News & Reports News Year 2012 May , 2012 Bank reserve ratio cut set to provide boost to economy

Bank reserve ratio cut set to provide boost to economy

CHINA yesterday announced a long-awaited move to make more money available for lending to address the slowing economic growth in China.

The People's Bank of China said it will cut the reserve requirement ratio for commercial banks for 0.5 percentage point effective from Friday, the third cut since last December.

The announcement came a day after data showed cooler inflation, sluggish trading, slower growth of domestic consumption, and disappointing banks lending in April.

Large banks will have to hand in 20 percent of their deposits to the central bank as reserve after May 18, down from 20.5 percent currently. The ratio will be 16.5 percent for small banks.

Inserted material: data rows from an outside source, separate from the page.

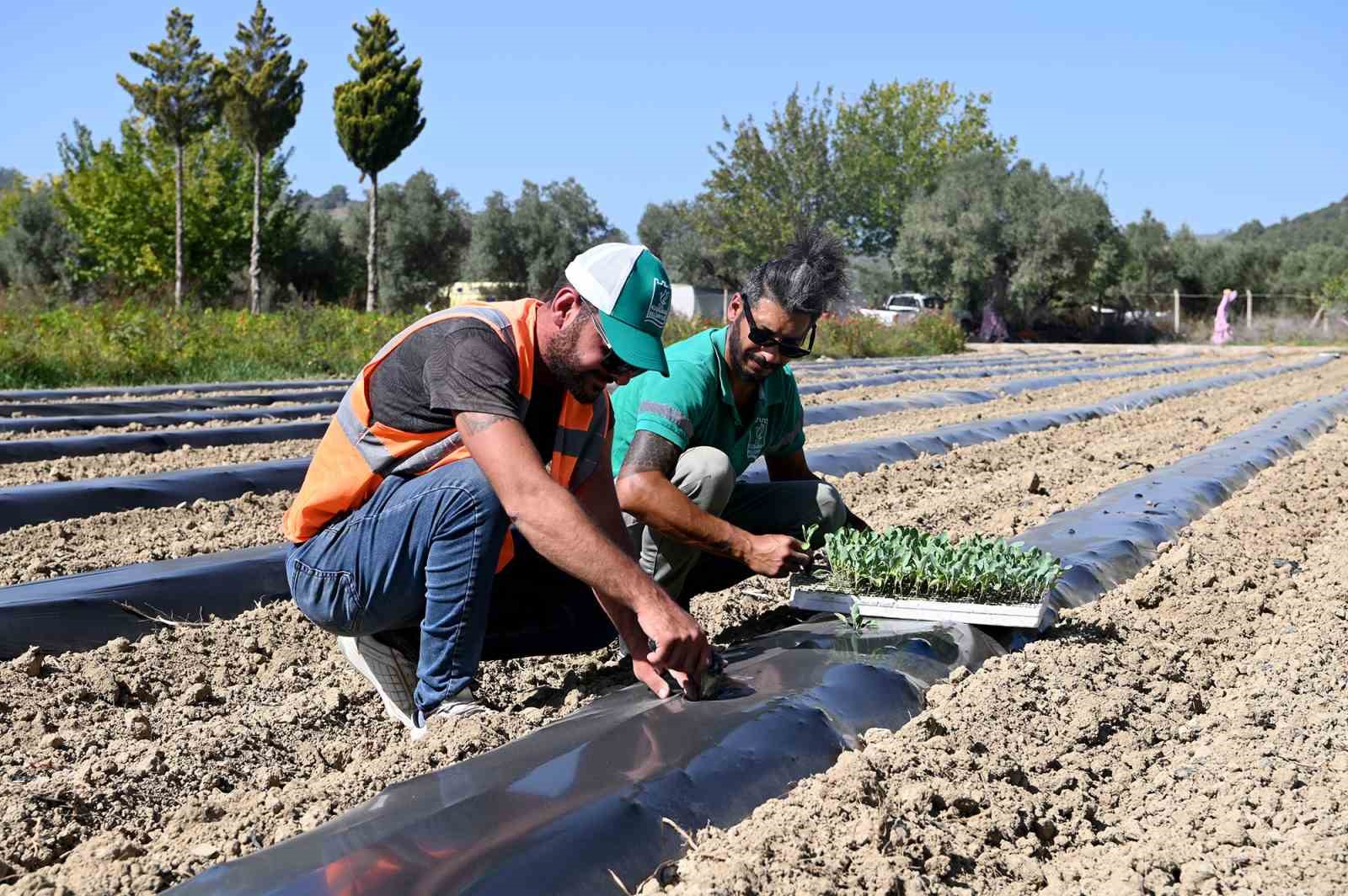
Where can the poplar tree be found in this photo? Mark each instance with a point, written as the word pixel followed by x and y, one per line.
pixel 260 96
pixel 179 104
pixel 377 116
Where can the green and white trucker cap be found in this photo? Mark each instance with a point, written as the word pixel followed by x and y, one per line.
pixel 631 290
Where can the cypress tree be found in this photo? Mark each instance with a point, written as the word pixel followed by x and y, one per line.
pixel 179 104
pixel 377 116
pixel 260 94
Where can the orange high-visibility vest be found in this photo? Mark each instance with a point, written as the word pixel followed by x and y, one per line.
pixel 357 451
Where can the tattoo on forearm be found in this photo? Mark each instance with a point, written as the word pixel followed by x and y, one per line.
pixel 472 422
pixel 650 451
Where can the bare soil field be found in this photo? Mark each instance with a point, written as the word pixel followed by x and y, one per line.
pixel 263 417
pixel 168 397
pixel 1185 734
pixel 202 527
pixel 1181 736
pixel 185 458
pixel 136 464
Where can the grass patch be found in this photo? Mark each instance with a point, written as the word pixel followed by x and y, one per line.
pixel 135 343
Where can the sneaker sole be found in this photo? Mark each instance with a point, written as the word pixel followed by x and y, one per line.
pixel 390 675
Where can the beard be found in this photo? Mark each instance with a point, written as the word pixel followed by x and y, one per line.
pixel 741 354
pixel 561 360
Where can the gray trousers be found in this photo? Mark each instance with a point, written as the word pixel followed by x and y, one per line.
pixel 707 477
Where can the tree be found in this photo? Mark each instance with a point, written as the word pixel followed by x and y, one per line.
pixel 118 201
pixel 495 253
pixel 35 249
pixel 534 239
pixel 13 189
pixel 990 235
pixel 320 266
pixel 425 232
pixel 849 166
pixel 260 96
pixel 669 229
pixel 377 116
pixel 179 100
pixel 768 185
pixel 1150 266
pixel 891 146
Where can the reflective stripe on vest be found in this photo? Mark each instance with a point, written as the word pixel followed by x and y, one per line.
pixel 357 451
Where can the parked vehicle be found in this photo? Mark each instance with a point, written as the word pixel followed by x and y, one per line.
pixel 901 307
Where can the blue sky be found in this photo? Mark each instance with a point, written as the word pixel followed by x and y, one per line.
pixel 1206 114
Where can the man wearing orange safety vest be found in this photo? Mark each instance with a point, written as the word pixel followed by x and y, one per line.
pixel 469 421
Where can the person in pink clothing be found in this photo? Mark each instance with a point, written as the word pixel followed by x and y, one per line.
pixel 1220 328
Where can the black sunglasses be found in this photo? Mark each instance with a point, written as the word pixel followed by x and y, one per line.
pixel 766 339
pixel 612 364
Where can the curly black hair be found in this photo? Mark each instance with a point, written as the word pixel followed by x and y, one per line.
pixel 806 280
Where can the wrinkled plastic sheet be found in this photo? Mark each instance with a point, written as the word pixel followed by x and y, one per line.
pixel 866 456
pixel 150 588
pixel 162 406
pixel 964 360
pixel 840 411
pixel 1110 539
pixel 104 391
pixel 46 502
pixel 92 422
pixel 81 612
pixel 917 376
pixel 559 808
pixel 155 441
pixel 554 812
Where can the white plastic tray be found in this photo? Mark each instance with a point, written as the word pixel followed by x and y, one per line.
pixel 1038 616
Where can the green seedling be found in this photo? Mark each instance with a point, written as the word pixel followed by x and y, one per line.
pixel 856 623
pixel 907 563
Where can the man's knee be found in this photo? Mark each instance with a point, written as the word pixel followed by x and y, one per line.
pixel 705 476
pixel 832 509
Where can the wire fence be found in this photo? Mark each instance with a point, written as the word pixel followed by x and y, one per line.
pixel 1281 313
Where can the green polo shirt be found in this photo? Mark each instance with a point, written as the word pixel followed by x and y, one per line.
pixel 694 406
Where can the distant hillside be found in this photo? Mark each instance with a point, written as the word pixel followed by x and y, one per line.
pixel 1323 226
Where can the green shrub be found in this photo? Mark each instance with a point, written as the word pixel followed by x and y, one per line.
pixel 131 343
pixel 135 343
pixel 859 336
pixel 856 336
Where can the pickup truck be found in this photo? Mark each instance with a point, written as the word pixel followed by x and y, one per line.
pixel 902 307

The move is expected to free around 420 billion yuan (US$66.7 billion) for lending.

"The cut in the reserve requirement alone is not enough to stabilize the economy," said Qu Hongbin, a chief economist with HSBC Bank. "China's economy is facing heavy slowdown pressure."

He estimated that the growth of gross domestic product may soften from first quarter's 8.1 percent to 7 percent in April.

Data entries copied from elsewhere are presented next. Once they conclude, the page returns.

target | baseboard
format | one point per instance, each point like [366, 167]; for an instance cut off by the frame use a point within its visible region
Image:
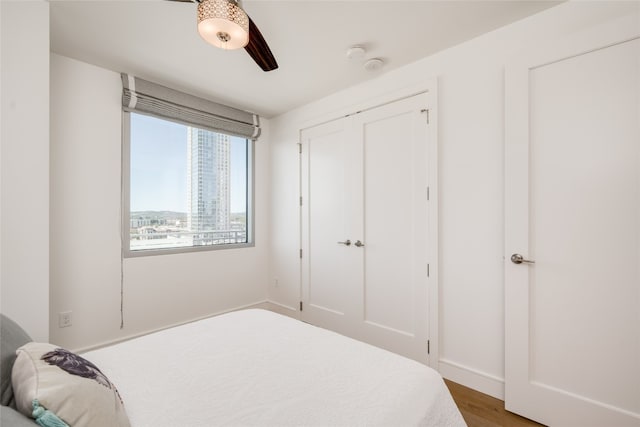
[282, 309]
[259, 304]
[472, 378]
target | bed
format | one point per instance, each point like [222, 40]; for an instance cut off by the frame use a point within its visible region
[259, 368]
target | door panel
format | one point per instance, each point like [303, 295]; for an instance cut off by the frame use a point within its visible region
[395, 226]
[365, 178]
[328, 290]
[573, 317]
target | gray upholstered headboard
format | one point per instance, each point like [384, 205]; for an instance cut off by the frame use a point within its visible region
[12, 336]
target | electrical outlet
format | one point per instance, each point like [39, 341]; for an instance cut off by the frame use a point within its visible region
[64, 319]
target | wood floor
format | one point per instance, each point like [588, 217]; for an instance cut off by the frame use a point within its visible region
[481, 410]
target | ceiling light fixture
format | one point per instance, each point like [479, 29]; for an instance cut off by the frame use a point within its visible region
[223, 23]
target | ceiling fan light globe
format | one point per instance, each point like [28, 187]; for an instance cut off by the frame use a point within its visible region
[223, 24]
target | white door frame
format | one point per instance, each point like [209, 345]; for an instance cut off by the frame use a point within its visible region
[517, 132]
[429, 86]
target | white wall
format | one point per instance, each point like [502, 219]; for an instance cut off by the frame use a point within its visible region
[471, 166]
[24, 209]
[159, 291]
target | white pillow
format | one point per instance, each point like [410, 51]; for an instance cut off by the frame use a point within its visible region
[67, 385]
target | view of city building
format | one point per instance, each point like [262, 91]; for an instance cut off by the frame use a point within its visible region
[208, 219]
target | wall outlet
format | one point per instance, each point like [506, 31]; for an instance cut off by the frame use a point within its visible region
[64, 319]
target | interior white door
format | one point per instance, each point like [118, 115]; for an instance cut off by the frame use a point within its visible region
[365, 226]
[573, 206]
[393, 227]
[329, 281]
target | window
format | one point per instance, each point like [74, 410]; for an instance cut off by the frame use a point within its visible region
[186, 188]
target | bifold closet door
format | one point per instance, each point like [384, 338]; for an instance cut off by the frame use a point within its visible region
[365, 226]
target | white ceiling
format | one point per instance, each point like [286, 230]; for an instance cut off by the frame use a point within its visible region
[157, 40]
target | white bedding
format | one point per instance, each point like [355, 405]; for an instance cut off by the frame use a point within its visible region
[255, 367]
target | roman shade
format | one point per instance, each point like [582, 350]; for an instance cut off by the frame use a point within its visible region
[142, 96]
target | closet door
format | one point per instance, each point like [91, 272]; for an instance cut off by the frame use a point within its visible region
[393, 218]
[572, 277]
[329, 280]
[365, 226]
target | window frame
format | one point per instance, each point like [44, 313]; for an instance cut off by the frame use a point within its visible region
[125, 216]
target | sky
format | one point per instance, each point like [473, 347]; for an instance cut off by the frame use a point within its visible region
[159, 166]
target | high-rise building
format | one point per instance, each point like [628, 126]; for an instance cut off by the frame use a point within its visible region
[208, 177]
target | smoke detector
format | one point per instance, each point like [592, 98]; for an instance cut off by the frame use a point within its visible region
[356, 52]
[373, 64]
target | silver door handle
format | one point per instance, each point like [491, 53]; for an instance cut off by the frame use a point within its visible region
[518, 259]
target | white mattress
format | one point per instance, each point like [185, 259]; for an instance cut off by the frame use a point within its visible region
[255, 367]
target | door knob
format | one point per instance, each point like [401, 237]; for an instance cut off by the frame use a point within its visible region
[518, 259]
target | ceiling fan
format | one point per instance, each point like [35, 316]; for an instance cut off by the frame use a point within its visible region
[224, 24]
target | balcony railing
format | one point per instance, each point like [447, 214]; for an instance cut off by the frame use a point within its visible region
[161, 239]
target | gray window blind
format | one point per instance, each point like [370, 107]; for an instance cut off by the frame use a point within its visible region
[145, 97]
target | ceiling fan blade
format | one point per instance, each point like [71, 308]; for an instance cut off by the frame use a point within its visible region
[259, 50]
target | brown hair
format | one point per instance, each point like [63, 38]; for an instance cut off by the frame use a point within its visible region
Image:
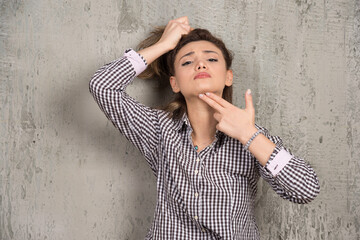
[163, 67]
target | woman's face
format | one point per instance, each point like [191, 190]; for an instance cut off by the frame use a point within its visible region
[199, 68]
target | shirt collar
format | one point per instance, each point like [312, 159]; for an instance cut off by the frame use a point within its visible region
[184, 120]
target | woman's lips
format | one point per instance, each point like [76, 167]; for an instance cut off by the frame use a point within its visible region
[202, 75]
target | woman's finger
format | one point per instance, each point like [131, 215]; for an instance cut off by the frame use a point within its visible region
[217, 116]
[183, 19]
[211, 103]
[248, 101]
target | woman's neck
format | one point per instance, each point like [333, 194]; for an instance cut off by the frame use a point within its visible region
[203, 123]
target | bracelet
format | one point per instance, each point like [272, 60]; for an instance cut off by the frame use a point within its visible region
[252, 138]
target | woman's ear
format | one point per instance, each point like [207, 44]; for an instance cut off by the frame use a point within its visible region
[174, 84]
[229, 78]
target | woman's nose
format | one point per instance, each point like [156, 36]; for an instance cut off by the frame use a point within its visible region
[201, 65]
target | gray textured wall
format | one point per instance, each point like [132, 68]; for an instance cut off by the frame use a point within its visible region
[66, 173]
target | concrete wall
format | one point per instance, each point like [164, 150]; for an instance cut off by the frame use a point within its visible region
[66, 173]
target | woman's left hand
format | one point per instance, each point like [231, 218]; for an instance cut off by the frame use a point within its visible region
[233, 121]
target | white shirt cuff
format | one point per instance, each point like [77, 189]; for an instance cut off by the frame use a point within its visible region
[138, 62]
[279, 162]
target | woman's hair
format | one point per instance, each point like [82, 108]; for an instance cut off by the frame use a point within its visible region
[163, 67]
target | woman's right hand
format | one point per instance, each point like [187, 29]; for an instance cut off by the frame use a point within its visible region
[173, 32]
[169, 39]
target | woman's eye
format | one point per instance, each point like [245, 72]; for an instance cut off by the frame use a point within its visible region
[186, 63]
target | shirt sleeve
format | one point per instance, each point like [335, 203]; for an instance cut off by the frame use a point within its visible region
[137, 122]
[289, 176]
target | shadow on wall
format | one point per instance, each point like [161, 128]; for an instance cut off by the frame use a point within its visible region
[84, 129]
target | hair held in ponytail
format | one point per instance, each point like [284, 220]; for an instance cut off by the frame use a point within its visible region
[163, 67]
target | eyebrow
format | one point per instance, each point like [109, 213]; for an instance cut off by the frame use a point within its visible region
[192, 52]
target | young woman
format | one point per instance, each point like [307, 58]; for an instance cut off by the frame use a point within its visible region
[206, 153]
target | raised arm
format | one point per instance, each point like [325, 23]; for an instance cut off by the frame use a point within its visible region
[291, 177]
[137, 122]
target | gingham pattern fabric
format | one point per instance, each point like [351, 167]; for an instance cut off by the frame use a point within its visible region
[200, 195]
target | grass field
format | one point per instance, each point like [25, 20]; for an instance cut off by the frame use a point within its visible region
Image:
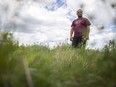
[63, 66]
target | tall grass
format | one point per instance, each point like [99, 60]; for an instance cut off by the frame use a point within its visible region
[63, 66]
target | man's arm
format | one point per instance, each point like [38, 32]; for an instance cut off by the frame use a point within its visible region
[71, 34]
[88, 31]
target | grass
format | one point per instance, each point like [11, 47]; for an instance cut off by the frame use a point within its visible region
[63, 66]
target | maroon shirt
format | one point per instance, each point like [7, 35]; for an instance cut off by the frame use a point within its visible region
[79, 24]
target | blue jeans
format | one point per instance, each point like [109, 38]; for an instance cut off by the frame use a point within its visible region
[78, 41]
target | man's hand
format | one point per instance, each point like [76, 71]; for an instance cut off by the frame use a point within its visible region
[71, 38]
[86, 37]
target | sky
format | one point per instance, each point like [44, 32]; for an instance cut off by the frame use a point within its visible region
[49, 21]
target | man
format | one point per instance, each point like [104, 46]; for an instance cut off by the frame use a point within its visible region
[80, 28]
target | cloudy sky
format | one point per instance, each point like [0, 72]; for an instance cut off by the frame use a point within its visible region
[49, 21]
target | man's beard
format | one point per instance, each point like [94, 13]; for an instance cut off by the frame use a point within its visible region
[79, 16]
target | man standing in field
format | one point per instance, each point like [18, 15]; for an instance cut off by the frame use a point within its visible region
[81, 28]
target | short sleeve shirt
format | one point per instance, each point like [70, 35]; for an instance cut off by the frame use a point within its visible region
[79, 25]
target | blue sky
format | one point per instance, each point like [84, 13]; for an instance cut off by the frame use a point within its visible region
[48, 21]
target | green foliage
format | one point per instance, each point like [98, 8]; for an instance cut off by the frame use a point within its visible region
[63, 66]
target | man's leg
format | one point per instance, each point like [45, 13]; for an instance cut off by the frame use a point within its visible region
[77, 41]
[74, 42]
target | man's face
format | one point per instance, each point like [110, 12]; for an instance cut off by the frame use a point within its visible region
[79, 13]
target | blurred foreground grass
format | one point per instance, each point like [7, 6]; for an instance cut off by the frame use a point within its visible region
[59, 67]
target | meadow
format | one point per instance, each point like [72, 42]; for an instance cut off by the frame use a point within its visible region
[38, 66]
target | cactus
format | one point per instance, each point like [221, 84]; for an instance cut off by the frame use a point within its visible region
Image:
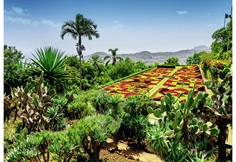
[181, 116]
[221, 86]
[34, 102]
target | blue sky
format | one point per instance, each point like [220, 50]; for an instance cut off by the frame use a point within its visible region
[129, 25]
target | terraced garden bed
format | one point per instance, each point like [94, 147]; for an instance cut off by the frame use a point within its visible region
[160, 81]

"The country should carry out more tax cutting policies, increase investment in affordable housing and medical care," Qu added.

Lian Ping, an economist with the Agricultural Bank of China, said that the move will lower companies' fund-raising costs by increasing the money supply, and will also help to activate the bond and stock markets.

The additional liquidity can also offset a slower inflow of foreign capital amid global economic uncertainties. Central bank data showed that the volume of yuan banks have used to purchase foreign currencies in the first quarter was 74 percent lower than the same period last year.

Expectations have been mounting for the cut since March when central bank governor Zhou Xiaochuan said that China has "plenty room" for lowering the reserve requirement ratio.

Economists have advised for looser monetary policies and more stimulus plans after China's top statistic bureau said that the Consumer Price Index expanded 3.4 percent in April from a year earlier, down from a rise of 3.6 percent in March.

Meanwhile, China's industrial production gained 9.3 percent last month, less than the rise of 11.9 percent in March, and was the slowest since 2009. Retail sales growth moderated to 14.1 percent from 15.2 percent, and fixed-asset investment in the first four months advanced 20.2 percent, compared with 20.9 percent in the first quarter.

Analysts have estimated that two or three more cuts in reserve requirements may come this year.